Step 2: Restore from version control if Undo is gone.
# Git: revert the prefab to the last committed version
git checkout HEAD -- Assets/Prefabs/Enemy.prefab
# Or compare to identify what changed
git diff HEAD -- Assets/Prefabs/Enemy.prefab
Unity does not keep its own asset history; version control is your only safety net.
Step 3: Use per-property Apply/Revert. Click the Overrides dropdown on the instance. Each modified field shows separately. Click Revert next to fields you do not want to keep. Apply only the ones you intentionally want to push.
Step 4: Use Prefab Variants for shared variations. If you frequently want a single instance to look different in a particular scene, make it a Prefab Variant of the base prefab. The Variant is its own asset; changes do not affect the base. Right-click the prefab in the Project view and choose Create > Prefab Variant.
Step 5: Lock the Apply button via editor script. If your team frequently misclicks Apply on critical prefabs, use a UnityEditor hook to warn:
using UnityEditor;
using UnityEditor.SceneManagement;
[InitializeOnLoad]
public static class PrefabApplyGuard
{
static PrefabApplyGuard()
{
PrefabUtility.prefabInstanceUpdated += OnPrefabApplied;
}
static void OnPrefabApplied(GameObject instance)
{
var path = PrefabUtility.GetPrefabAssetPathOfNearestInstanceRoot(instance);
if (path.Contains("Critical/"))
EditorUtility.DisplayDialog("Heads up",
$"Applied changes to critical prefab: {path}", "OK");
}
}
Workflow Best Practices
Inspect the Overrides dropdown before doing any Apply. Confirm only the changes you want are listed. Use Revert generously — instance-only tweaks should stay on the instance.

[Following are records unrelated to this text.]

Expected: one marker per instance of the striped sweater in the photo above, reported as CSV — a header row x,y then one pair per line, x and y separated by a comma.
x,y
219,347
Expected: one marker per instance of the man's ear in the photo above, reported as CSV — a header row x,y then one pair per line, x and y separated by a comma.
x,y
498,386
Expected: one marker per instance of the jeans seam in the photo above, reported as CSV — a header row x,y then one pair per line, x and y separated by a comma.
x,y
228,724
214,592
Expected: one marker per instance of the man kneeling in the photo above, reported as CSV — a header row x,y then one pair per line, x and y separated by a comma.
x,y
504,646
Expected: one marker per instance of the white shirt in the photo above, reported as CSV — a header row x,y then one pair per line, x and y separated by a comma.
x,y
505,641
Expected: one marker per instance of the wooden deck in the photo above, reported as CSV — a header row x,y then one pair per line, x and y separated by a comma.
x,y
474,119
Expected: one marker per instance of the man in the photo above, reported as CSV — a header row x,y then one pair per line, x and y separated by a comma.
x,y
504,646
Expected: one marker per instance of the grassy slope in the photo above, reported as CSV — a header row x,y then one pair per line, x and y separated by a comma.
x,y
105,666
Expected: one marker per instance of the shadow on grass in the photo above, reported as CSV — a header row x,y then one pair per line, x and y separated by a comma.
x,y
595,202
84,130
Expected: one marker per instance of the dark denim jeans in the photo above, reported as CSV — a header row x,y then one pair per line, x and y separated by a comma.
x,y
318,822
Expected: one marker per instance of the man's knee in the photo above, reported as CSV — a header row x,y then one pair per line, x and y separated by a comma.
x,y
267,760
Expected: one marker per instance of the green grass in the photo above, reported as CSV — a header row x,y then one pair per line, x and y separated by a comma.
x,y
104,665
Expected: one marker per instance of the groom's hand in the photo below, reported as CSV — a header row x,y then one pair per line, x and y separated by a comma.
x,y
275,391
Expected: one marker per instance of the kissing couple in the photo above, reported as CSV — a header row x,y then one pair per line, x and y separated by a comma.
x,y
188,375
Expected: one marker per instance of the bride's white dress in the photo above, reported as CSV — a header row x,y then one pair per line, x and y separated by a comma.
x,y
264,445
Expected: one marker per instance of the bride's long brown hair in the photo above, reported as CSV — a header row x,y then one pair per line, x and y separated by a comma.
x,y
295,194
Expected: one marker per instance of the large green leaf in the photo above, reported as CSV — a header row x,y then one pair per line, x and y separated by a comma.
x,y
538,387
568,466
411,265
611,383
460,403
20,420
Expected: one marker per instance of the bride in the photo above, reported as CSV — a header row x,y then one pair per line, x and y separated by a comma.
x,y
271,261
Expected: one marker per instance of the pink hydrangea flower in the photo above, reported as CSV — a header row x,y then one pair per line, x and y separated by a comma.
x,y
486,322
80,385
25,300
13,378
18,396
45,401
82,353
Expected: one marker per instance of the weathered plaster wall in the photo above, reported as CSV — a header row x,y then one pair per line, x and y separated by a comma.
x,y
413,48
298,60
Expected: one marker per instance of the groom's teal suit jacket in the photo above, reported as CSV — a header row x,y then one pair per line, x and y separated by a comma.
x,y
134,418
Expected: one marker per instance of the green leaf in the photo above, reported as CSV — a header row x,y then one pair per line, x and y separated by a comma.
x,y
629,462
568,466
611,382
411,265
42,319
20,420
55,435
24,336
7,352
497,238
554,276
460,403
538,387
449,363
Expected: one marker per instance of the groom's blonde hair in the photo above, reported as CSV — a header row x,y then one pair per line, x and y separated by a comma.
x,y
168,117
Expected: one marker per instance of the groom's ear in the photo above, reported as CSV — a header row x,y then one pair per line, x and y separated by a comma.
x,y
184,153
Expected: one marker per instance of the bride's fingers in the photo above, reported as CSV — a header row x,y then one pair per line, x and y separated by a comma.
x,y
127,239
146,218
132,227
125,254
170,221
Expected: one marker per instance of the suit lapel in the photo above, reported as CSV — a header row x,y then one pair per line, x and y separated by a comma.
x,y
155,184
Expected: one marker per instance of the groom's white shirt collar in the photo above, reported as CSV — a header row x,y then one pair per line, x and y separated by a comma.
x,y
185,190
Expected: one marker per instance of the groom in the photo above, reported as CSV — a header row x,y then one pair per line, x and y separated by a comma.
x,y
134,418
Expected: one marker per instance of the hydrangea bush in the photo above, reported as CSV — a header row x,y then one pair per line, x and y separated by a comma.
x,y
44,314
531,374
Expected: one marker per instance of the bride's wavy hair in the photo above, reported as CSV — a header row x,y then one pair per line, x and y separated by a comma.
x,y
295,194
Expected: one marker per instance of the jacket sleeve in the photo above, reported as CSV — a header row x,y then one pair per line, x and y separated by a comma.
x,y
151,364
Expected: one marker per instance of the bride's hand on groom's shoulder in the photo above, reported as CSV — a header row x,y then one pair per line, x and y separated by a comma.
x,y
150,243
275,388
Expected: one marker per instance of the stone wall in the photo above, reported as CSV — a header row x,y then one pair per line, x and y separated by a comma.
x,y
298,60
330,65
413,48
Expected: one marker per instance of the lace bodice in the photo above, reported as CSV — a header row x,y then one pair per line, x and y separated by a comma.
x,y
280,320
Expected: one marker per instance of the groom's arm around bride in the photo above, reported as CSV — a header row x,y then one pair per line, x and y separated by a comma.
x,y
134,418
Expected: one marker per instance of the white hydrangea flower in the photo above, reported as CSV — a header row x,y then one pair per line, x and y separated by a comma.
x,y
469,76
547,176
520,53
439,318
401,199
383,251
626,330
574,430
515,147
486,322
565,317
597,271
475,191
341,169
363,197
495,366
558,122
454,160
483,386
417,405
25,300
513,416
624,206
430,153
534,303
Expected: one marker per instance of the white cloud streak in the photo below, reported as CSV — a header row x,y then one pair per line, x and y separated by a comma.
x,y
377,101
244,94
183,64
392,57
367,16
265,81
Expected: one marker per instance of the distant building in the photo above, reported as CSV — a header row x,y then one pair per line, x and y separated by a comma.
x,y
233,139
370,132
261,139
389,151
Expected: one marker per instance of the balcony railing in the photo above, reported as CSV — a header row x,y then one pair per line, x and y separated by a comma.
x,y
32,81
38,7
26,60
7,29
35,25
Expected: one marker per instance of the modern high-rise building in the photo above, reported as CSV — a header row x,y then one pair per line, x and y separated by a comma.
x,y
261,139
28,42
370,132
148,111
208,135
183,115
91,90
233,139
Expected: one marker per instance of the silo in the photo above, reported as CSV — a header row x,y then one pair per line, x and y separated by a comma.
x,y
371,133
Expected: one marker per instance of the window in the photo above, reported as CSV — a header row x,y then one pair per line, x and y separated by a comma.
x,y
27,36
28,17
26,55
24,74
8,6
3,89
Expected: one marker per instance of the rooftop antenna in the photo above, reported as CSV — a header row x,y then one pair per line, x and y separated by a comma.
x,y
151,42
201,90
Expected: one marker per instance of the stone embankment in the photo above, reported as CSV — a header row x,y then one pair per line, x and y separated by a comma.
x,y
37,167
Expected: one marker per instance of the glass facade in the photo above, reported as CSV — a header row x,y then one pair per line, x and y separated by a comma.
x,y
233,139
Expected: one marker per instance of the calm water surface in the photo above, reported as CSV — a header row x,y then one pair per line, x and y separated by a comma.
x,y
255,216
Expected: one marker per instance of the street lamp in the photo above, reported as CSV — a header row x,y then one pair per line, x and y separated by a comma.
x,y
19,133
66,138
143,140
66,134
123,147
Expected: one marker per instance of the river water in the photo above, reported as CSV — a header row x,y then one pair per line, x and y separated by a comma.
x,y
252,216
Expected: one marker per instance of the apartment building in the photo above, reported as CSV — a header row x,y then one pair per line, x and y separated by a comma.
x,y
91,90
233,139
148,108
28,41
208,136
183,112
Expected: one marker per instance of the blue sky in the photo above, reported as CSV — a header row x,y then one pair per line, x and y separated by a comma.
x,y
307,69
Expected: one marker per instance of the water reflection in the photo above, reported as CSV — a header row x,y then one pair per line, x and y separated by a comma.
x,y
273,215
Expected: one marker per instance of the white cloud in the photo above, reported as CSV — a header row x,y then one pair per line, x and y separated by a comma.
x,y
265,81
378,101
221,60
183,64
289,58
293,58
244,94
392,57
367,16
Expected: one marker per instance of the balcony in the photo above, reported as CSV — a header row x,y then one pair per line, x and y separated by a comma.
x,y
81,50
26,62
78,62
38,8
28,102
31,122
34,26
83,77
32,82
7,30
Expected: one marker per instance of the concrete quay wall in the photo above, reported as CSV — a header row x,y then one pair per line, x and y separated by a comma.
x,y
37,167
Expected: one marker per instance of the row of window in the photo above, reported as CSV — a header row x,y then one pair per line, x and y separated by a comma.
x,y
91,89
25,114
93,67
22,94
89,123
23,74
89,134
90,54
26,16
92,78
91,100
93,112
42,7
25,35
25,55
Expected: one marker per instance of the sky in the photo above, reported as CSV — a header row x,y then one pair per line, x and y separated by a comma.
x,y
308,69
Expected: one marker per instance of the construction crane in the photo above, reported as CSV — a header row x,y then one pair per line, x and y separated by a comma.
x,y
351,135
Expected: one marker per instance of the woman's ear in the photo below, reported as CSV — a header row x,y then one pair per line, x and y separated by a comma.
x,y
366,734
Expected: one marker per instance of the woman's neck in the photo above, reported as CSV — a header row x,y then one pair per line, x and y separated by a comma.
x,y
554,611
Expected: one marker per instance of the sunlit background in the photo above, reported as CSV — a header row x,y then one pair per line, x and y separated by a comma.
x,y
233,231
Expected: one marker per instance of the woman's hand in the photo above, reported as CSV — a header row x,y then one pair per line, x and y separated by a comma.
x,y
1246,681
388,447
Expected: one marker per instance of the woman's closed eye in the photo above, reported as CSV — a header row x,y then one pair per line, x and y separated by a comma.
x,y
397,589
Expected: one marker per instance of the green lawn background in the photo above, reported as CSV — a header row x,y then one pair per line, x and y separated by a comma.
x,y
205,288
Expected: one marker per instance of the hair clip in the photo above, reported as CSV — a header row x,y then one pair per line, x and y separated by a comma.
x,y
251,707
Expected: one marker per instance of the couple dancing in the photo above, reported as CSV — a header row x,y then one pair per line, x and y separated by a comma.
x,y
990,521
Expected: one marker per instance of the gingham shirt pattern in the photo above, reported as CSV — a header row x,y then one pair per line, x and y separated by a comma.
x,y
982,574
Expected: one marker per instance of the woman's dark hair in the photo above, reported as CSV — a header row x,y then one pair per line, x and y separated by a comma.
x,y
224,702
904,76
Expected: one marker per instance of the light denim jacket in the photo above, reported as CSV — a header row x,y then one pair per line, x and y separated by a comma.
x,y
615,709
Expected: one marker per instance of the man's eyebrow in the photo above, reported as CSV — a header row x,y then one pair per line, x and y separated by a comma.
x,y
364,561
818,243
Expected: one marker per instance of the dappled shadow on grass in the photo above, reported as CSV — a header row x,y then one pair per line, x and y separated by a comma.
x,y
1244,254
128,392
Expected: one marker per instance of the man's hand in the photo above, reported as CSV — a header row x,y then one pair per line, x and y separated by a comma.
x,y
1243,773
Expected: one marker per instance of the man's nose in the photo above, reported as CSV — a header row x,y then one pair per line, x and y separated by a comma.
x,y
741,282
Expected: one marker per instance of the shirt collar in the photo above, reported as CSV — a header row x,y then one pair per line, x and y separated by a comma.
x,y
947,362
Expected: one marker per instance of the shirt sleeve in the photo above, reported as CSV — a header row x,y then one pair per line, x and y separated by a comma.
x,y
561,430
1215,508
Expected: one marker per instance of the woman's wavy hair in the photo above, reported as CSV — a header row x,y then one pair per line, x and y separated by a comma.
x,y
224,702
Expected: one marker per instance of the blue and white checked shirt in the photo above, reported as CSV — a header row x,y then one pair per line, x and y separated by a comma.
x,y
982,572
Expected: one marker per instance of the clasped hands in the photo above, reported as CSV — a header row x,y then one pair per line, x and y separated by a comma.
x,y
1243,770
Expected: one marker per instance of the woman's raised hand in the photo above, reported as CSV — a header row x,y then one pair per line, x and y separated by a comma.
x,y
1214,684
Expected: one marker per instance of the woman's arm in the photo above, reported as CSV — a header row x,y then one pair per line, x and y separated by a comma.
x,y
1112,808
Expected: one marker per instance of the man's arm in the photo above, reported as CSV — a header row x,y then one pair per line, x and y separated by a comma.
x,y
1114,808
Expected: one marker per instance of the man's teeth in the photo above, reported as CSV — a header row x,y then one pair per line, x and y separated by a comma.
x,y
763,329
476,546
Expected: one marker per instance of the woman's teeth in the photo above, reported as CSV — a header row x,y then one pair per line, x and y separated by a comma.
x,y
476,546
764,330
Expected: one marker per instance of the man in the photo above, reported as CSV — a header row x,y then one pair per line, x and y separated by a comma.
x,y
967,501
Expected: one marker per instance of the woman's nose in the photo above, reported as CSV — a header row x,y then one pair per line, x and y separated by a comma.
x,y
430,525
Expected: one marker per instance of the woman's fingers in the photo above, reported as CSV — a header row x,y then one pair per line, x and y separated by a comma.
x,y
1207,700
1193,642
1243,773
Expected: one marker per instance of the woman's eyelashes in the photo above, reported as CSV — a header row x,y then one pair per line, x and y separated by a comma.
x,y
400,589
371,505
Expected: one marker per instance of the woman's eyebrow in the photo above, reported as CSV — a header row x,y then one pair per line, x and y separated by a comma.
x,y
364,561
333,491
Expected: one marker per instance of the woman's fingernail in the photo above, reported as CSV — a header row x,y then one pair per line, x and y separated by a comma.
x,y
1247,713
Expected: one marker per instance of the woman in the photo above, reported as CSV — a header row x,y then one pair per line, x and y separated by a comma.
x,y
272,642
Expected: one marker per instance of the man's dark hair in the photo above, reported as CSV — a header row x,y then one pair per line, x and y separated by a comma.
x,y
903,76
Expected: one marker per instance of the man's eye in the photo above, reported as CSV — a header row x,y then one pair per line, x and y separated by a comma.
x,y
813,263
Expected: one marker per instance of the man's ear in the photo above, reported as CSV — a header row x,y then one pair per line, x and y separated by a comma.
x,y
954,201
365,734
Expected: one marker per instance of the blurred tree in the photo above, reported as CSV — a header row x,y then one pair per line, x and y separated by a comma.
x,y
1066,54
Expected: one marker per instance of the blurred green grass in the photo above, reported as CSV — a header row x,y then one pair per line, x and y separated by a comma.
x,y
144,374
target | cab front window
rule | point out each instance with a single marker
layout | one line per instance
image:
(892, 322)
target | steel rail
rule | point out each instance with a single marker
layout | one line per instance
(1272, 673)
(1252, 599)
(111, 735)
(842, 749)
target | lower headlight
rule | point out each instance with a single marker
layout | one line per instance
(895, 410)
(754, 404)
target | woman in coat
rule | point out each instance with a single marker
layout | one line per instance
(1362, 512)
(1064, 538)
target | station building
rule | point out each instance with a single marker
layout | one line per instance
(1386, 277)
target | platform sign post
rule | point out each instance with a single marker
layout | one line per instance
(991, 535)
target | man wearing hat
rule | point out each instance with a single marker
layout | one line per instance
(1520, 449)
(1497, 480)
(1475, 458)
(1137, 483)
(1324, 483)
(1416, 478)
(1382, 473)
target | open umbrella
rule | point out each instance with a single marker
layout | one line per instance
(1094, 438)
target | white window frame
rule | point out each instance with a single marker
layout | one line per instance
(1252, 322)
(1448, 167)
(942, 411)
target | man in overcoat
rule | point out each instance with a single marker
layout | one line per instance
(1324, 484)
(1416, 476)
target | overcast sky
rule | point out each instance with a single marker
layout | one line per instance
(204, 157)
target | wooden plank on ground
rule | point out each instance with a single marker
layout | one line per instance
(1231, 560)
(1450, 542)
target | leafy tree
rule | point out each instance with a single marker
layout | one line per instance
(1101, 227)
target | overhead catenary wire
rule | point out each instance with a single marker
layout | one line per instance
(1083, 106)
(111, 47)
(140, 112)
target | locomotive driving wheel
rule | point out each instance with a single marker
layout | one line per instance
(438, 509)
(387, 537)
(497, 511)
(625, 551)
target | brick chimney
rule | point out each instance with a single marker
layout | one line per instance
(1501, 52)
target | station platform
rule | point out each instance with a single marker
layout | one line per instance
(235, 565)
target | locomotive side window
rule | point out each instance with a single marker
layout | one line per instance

For prefabs that frequently need scene-specific layouts, create Prefab Variants per scene. The variant captures the variation as a new asset; the base prefab stays canonical.
“Apply All is permanent. Per-property Apply is precise. Variants are versioned variation. Pick the right tool.”
Related Issues
For nested prefab override loss, see Prefab Nested Override Lost. For variant override loss, see Prefab Variant Overrides Being Lost.
Always check the Overrides list before Apply. Revert per-property is your friend.